The commenter sonepatchworth, who (hee, hee) doesn't think the Fed will raise rates at their December monetary policy meeting, left the following comment at my post, "211,000 New U.S. Jobs All But Guarantees a Fed Hike":
If RW thinks higher rates will not traumatize an economy with a labor structure, capital structure, and cash flows adjusted to and dependent on the embedded subsidy and distorted signals of artificially low rates, and RW thinks higher rates will not start to rupture artificially levered-up asset price bubbles, then RW implicitly endorses the effectiveness of artificially lowered interest rates at creating real and lasting improvements in jobs, productivity, and asset prices.
In other words, if RW's prediction is correct that the Fed can allow rates to rise and the economy will not turn for the worse, then Keynesianism is correct!
Generally, I would consider such a troll attack infra dignitatem to respond to. However, commenter Hollow Daze followed up with this comment:
Very well said. I would like to hear RW's response to that...So based on the possibility that there are some EPJ readers genuinely confused, I will slice the sonepatchworth's comment to bits.
First, sonepatchworth creates something of a straw man when he writes, " RW thinks higher rates will not start to rupture artificially levered-up asset price bubbles,"
I do not hold the view that all Fed rate hikes will not start a crash of the Fed manipulated economy, merely, as I have pointed out here at EPJ and emphasised in the EPJ Daily Alert. a 25 basis point hike in the target rate is minuscule. In my book, it is not much different than a Fed rate hike of 0.000000001%, That is, this will result in no slowdown in Fed money supply growth because it is a very small matter, especially if we start to see an acceleration in price inflation of the type that I am expecting.
More significant, however, is that sonepatchworth and most of the financial community have their eye on the wrong interest rate. The most important interest rate (and, again, this is something I have pointed out in the EPJ Daily Alert) is the effective funds rate. This rate, as can be seen in the chart below, has been climbing for some time:
Despite this climb in the effective Fed Funds rate, money supply growth has generally been growing,
This can occur if the natural rate, by which I mean the rate that would exist if the Fed didn't interfere in the rate market, is climbing faster than the effective rate. It is this growth in the money supply, caused by the natural rate-effective funds rate differential that is fueling the current Fed manipulated boom. There is a level at which the Fed could raise rates and it would stop the manipulated boom, but we are just far from that point.

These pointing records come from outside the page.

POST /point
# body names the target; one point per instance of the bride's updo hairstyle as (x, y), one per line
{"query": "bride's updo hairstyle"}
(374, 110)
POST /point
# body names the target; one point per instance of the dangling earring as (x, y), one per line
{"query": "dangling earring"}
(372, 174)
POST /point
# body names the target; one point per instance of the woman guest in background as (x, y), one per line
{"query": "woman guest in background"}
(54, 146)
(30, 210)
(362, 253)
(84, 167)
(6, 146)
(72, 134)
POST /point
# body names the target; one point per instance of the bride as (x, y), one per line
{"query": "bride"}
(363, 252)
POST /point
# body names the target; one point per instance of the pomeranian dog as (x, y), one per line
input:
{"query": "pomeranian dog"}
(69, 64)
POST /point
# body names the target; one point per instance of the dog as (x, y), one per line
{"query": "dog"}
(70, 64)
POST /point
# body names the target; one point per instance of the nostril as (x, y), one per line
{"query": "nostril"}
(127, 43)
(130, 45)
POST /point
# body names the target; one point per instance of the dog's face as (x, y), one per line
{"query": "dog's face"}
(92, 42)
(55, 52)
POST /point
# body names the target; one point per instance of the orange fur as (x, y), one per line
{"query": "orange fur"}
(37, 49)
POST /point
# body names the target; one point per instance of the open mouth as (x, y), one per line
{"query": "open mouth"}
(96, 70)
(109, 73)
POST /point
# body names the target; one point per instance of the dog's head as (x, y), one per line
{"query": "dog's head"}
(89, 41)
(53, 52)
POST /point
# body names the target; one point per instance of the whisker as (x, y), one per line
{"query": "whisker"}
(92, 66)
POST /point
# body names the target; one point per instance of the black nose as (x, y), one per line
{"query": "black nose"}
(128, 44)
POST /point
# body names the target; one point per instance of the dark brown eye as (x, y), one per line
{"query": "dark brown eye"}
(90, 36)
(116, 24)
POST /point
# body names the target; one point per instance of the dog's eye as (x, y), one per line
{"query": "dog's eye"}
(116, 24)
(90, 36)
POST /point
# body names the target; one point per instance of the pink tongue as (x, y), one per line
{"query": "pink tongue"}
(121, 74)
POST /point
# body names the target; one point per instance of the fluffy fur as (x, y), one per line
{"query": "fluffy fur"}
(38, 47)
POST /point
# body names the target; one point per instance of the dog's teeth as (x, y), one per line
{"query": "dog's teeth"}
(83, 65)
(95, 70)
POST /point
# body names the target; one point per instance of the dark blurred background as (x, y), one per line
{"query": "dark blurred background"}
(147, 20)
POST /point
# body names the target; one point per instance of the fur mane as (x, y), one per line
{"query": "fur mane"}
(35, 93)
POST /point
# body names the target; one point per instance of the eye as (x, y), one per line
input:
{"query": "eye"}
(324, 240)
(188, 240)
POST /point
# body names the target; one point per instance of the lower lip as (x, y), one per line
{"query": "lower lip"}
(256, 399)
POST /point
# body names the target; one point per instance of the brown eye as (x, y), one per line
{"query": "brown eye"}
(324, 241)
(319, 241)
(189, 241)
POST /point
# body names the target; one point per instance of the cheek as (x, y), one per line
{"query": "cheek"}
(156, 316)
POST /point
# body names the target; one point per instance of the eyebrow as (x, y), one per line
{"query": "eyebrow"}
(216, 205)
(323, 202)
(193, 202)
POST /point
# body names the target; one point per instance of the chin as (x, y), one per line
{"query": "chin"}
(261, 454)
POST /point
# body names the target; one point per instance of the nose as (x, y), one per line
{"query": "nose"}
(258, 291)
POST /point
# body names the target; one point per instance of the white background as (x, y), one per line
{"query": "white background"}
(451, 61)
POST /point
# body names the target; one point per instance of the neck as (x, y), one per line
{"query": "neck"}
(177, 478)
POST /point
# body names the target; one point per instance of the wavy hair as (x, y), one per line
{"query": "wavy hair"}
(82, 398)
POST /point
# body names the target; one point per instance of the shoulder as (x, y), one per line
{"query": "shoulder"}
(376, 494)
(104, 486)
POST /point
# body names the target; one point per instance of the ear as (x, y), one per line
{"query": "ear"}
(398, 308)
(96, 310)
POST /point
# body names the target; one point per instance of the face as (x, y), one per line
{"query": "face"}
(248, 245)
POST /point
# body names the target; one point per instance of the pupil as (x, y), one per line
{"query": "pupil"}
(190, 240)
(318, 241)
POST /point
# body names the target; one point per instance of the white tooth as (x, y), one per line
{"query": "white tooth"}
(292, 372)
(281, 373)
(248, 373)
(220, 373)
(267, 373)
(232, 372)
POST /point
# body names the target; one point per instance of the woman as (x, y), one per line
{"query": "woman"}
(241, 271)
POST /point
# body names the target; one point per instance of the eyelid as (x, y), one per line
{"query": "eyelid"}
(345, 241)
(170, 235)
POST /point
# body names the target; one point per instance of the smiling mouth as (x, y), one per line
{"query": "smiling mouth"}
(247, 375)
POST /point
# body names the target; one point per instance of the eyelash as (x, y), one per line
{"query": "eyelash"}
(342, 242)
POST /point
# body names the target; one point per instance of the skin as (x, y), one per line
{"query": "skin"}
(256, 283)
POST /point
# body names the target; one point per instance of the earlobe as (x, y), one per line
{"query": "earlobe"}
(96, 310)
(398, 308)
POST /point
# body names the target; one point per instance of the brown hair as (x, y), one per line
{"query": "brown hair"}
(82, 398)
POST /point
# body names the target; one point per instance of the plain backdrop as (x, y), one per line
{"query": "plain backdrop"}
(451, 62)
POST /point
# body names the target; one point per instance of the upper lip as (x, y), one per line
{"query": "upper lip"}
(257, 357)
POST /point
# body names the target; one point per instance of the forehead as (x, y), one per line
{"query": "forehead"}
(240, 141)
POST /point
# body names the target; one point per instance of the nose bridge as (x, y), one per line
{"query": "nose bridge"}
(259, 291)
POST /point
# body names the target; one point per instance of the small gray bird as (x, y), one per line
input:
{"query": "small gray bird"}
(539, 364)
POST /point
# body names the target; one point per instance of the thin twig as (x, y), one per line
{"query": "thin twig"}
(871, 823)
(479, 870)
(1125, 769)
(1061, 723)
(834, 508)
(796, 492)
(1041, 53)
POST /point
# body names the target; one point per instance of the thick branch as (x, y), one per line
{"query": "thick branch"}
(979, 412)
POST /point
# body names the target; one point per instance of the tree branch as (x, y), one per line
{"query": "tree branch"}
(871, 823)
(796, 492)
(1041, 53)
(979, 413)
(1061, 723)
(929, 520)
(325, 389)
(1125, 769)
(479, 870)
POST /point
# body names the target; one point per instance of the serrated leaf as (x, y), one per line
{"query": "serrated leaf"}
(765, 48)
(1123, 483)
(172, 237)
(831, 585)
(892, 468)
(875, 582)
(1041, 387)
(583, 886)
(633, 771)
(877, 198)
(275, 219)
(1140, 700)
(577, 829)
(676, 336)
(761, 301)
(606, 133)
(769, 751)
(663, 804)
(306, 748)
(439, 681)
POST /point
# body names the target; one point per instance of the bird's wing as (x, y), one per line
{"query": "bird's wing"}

I hasten to add that I do expect some climb in the effective Fed funds rate, once the Fed raises the "target rate," and I will have a more detailed discussion in the ALERT about this, so I won't go into it here. It's suffice to understand here that a minuscule hike in the target rate is unlikely to mean a slowdown in money growth, Thus, far from being a Keynesian who " implicitly endorses the effectiveness of artificially lowered interest rates at creating real and lasting improvements in jobs, productivity, and asset prices," I just have a sharper, deeper and more sophisticated understanding of interest rates, money supply growth and Austrian Scool Business Cycle Theory than does sonepatchworth.
Rates below market levels create the distorted boom, which we are experiencing now. There is nothing "lasting" about this manipulation, since it requires greater and greater amounts of new money to be added to the system to keep the manipulated boom going on. It is a boom that will eventually end, if for no other reason than because it will ultimately lead to serious accelerating price inflation that will cause the Fed to seriously raise rates significantly enough to stop money supply growth (Alternatively, a price inflation crack up boom is theoretically possible that could destroy the currency.).
Thus, I see nothing "effective" about such Fed manipulations.